My work explores invasiveness whilst also looking at identity through ideas of memory, and culture. I reflect on cultural sustainability and the need to preserve ecosystems, which is to transform what is discarded or fading into something meaningful and alive. My interest is also in how materials carry meaning and ecological histories. I make handmade paper from invasive plants, collect and grind eggshells by hand to create tactile surfaces, on which I appropriate Sirigu wall paintings. These materials are sometimes fused with aluminium to start conversations around the issues of invasiveness, cultural preservation and sustainability.

I am not just appropriating for the beauty of this vibrant culture, but I want to use my work to spark a conversation surrounding cultural preservation. Not every culture may need to be preserved, but the question is, what culture needs to be preserved? The handmade paper I make is derived from Japanese knotweed which is considered invasive by ecologists and plant scientists. I am not advocating for invasive plants to be left alone to destroy ecosystems but rather to give them a new way to be viewed. The eggshell present in my work is a domestic object, a daily presence, something abundant and easily discarded. Growing up in Ghana, I helped my mother sell eggs every evening, and the shells were constant, everywhere. The way I approach culture in material sense in my work is how I reflect on my childhood, selling eggs and covered in eggshells which is a byproduct of a commodity I make my art with today.  It is a way of bringing that specific material memory into the work. The aluminum I use to coat parts of my Sirigu-patterns should not be seen as a neutral industrial material. It arrived in Ghana after independence and restructured domestic life, replacing earthenware cooking utensil locally known as “ayewa’, thatched roofing, calabash craft economies, within a generation. This for me is to reflect on the issue of invasiveness and cultural sustainability.

With this, transformation plays an important role in my practice. Where materials that would otherwise be cut, used for research and dismissed becomes a piece that asks to be looked at differently. So instead of viewing materials as a neutral medium, I approach it as a functional contributor in my creative process. My work investigates how artistic practice can reveal hidden relationships between humans and ecology.

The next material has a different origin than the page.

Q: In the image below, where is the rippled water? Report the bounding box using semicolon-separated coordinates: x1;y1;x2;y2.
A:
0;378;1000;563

I am inspired by Jane Bennet’s philosophical argument on the power of non-human objects. She proposes the idea of thing-power. The capacity of nonhuman materials to act, resist, and participate in the world in ways that exceed human intention. The handmade paper, the hand ground eggshells, and aluminium I use all have their kind of force. They hold their own identity, they are being brought into a conversation, but they always maintain what makes them unique. The paper with its fibre length and the eggshells with its broken yet visible structure. The aluminium for how it drapes around the eggshell like a piece of cloth. All these materials have their own ways of expressing themselves in my work.